The weeks that lead to his arrival caused my anxiety to continue to raise over where we would live, but I was otherwise estatic over his arrival. I seemed to be settling into my new position on night check fairly well and had just gotten the routine down when my supervisor told me at shift change the following Monday I would be checking into FRAMP school, which was located in a small hanger across the parking lot from my command. I was perterved at having to change my schedule back to day time hours but I was excited to gain new skills to enhance my career, and I wanted to make my command proud.

The following Monday I reported to FRAMP as instructed and reported to my assigned classroom. Our instructors introduced themselves and I was informed the first class in charge would shortly become my new lead petty officer of our shop after my class graduated; I had to make a good impression.
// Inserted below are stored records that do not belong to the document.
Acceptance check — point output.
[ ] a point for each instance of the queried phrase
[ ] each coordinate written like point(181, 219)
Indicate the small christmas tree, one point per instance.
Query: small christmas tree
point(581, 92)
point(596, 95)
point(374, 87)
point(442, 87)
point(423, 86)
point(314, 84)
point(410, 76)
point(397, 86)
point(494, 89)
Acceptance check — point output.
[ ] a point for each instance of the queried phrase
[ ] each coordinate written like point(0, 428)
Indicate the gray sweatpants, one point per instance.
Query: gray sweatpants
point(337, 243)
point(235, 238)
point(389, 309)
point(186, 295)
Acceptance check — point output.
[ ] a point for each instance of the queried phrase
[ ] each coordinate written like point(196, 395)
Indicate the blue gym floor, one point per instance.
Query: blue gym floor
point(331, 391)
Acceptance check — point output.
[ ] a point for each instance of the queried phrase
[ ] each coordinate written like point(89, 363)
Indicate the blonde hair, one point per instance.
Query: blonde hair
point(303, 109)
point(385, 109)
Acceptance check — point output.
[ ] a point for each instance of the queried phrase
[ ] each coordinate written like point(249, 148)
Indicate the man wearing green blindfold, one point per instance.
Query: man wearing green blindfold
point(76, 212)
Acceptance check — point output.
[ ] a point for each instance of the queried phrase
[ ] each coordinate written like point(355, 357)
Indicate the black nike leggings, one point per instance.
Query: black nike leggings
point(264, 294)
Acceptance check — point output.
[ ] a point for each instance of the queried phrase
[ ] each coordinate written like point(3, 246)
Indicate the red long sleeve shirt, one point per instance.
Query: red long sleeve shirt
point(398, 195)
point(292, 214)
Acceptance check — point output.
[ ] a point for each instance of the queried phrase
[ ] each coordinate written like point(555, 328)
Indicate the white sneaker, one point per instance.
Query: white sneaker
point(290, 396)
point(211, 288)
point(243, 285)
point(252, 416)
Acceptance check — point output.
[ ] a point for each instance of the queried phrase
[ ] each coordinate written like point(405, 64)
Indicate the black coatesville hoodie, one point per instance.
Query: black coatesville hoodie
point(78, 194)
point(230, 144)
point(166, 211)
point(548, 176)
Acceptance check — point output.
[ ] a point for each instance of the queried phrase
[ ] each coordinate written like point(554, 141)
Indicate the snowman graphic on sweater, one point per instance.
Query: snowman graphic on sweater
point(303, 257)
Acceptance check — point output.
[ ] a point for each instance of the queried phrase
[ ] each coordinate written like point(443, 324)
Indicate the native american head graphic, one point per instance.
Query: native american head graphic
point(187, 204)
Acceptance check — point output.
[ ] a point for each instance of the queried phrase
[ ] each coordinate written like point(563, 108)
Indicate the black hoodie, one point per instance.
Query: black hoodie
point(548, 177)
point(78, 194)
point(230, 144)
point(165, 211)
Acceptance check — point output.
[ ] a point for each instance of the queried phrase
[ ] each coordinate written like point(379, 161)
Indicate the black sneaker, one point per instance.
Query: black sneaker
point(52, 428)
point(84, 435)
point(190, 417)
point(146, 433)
We were divided into new duty sections and given a breakdown of our instruction over the next several months. Some of the topics seemed interesting, but most were very dry. I left that first afternoon semi happy to be on a school schedule but missed my night check buddies.

I quickly made friends with others in my class and we began spending time together out of class. We decided to go camping one weekend so I bought camping supplies and off we went. Many adventures were had during this time and I was relieved to have a distraction until Andy arrived. We went kayaking across the Bay, hiking the Blue Ridge Mountains, camping at Crabtree falls, going to the gun range, or spending time in our favorite local pubs and breweries. Andy did not usually seem to mind my trips and I loved being off base. 

I was doing well in my courses and time was drawing closer for Andy to board his bus when I got a call from my former college roommate, the one that introduced me to Andy. She was in town visiting her dad and wanted to get together. I of course responded that I would pick her up after class that afternoon. I could not wait to see an old friend and I was eager for class to let out so I could go get her.

When I arrived at a nice upper middle class neighborhood in Virginia Beach to pick her up I quickly realized why she had so much animosity toward her father. Her mother’s home was a small townhome and nothing special. She came running from the house and jumped in my car excitedly. We began to catch up as I drove towards a friend’s home; to secure alcohol as we were both 19.

Her favorite drink was always tequila and I never had any luck with it. Reluctantly she talked me into drinking some with her for old times sake and eventually Andy called to check in. He was not thrilled about my company or the fact that I was near black out drunk at another males home. We began to argue and my friend tried to grab the phone to speak with Andy. When she did, I tripped and my foot remained under the couch I was standing next to. I went flying face first down the hallway and got carpet burn all over my face and arms.

I had no idea how bad my injuries looked until the next morning when I woke up still intoxicated and had to drive to base for school. I arrived to class reeking of alcohol and my future LPO shot me a disgusted glance. He asked me what happened and I stammered, “Roller blading accident, Petty Officer,” as my cheeks burned under my scabed and swollen face. He clinched his teeth tightly and said, “Go home, airman!” I looked at him shocked and in horror. I knew I had messed up but I had not meant to make my future supervisor disappointed or angry enough to send me home.

I vowed to become a better student and gain back his respect over the next several weeks. It was fairly easy to do, I thought, but sometimes first impressions are for good. I did not know it then, but I had tarnished myself in his eyes before he ever became my supervisor. It would ultimately become a large part of the reason I did not re-enlist and it absolutely stagnated my naval career.